On 04/25/13 07:00 PM, Kevin Zheng wrote:
On 04/25/2013 15:28, Rick Tanner wrote:
On 4/24/13 11:16 PM, Kevin Zheng wrote:

I've noticed that the files available from the project's
SourceForge download page have become very haphazardly organized.
I think that it's time for someone to consider tidying things up
a bit.

Just to make sure, do you mean this page?

https://sourceforge.net/projects/crossfire/files/

Yes! Sorry for not making that clear...

So when 1.70.0 was released, you can see that all the files (server, client, maps, etc) were placed under the crossfire-1.70.0 - it was a while since I did that, but I think some of the reason is as you describe - it makes sense for all the files for a release to be under one directory. I also think it might of had something to do with how sourceforge presented the information, and it was simply more work to put each one in its own directory.

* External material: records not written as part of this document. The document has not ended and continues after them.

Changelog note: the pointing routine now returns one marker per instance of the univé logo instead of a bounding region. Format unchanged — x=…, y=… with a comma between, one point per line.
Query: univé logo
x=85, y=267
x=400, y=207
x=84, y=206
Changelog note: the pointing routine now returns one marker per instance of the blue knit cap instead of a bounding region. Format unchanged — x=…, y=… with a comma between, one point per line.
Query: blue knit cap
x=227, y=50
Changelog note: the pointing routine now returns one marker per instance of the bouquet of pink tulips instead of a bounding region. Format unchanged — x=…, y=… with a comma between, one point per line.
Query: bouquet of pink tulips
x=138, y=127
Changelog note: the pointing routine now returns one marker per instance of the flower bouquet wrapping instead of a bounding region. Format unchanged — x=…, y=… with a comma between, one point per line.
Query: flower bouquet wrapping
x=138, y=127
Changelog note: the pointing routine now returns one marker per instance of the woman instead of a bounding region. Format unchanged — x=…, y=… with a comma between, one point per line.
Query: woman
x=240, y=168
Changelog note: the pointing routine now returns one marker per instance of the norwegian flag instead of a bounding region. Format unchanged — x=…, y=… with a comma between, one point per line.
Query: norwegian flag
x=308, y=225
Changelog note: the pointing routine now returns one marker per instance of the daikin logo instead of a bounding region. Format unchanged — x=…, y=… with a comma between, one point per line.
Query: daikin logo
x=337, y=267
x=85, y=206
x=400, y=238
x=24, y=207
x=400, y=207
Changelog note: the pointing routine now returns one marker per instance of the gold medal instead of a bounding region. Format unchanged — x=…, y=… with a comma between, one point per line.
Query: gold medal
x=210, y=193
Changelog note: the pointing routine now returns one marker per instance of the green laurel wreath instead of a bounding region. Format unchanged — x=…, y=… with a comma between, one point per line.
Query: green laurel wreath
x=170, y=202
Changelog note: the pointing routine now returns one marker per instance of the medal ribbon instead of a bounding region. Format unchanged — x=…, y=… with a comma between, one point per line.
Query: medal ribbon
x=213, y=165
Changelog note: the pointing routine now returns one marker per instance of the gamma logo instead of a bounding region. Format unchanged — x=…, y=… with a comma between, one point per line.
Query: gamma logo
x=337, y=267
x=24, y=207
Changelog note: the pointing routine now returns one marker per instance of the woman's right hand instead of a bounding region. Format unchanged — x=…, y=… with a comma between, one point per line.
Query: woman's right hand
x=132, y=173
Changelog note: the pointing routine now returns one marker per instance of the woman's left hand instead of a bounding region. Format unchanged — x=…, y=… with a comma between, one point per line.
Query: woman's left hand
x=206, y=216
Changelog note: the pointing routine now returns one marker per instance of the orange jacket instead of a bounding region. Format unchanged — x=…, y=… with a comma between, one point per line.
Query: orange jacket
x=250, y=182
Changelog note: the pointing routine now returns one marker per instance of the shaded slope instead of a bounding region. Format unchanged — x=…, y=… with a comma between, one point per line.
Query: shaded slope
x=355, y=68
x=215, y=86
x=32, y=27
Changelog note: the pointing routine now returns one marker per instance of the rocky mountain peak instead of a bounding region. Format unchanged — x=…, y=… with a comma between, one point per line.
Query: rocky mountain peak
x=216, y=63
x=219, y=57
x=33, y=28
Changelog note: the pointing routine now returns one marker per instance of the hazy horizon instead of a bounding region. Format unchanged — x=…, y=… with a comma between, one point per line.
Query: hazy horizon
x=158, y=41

However, I didn't have the motivation to go back and fix all the other entries - if a CLI to the directory structure is available, probably not that hard (a few mkdirs here, a few mvs there), but if it all has to be done by the web interface, sort of an annoying process.

Removing the crossfire- prefix on the directory name could be done - I don't feel strongly one way or the other on that. I would say that the names of the actual tar archives may make more sense to rename, eg, arch-1.70.0.tar.gz, maps-1.70.0.tar.gz, etc. The only issue with that is for sites that mirror it and don't put it in an appropriately named folder.

And it may make sense just to always/only do the archives in bz2 format, as that has been out long enough that it would seem unlikely that systems are lacking that ability

The CrossfireEditor (crossfire-editor folder) is the gridarta based editor - the crossfire specific version vs the daimonin specific one. IIRC, the reason that was in a different folder is that its version numbering is different. I'm not sure the best way to handle that - putting in an editor-0.9 in the crossfire-1.70.0 directory just seems sort of odd from a numbering standpoint.

I believe the main reason the windows client & server were in separate directories is that the packagers of those were different people, and thus the timing of their release did not always correspond to the release of the other files. But I don't think there is any reason the maintainers/REs of those files couldn't put them in the same version directory.

More likely, it is more history - back when each component (arch, client, server, sounds) had its own directory, having a directory specific for windows or linux rpm files made perfect sense. But if we are moving to putting all the files for a given release in a single directory, then the windows and linux rpm files should be put in that same directory.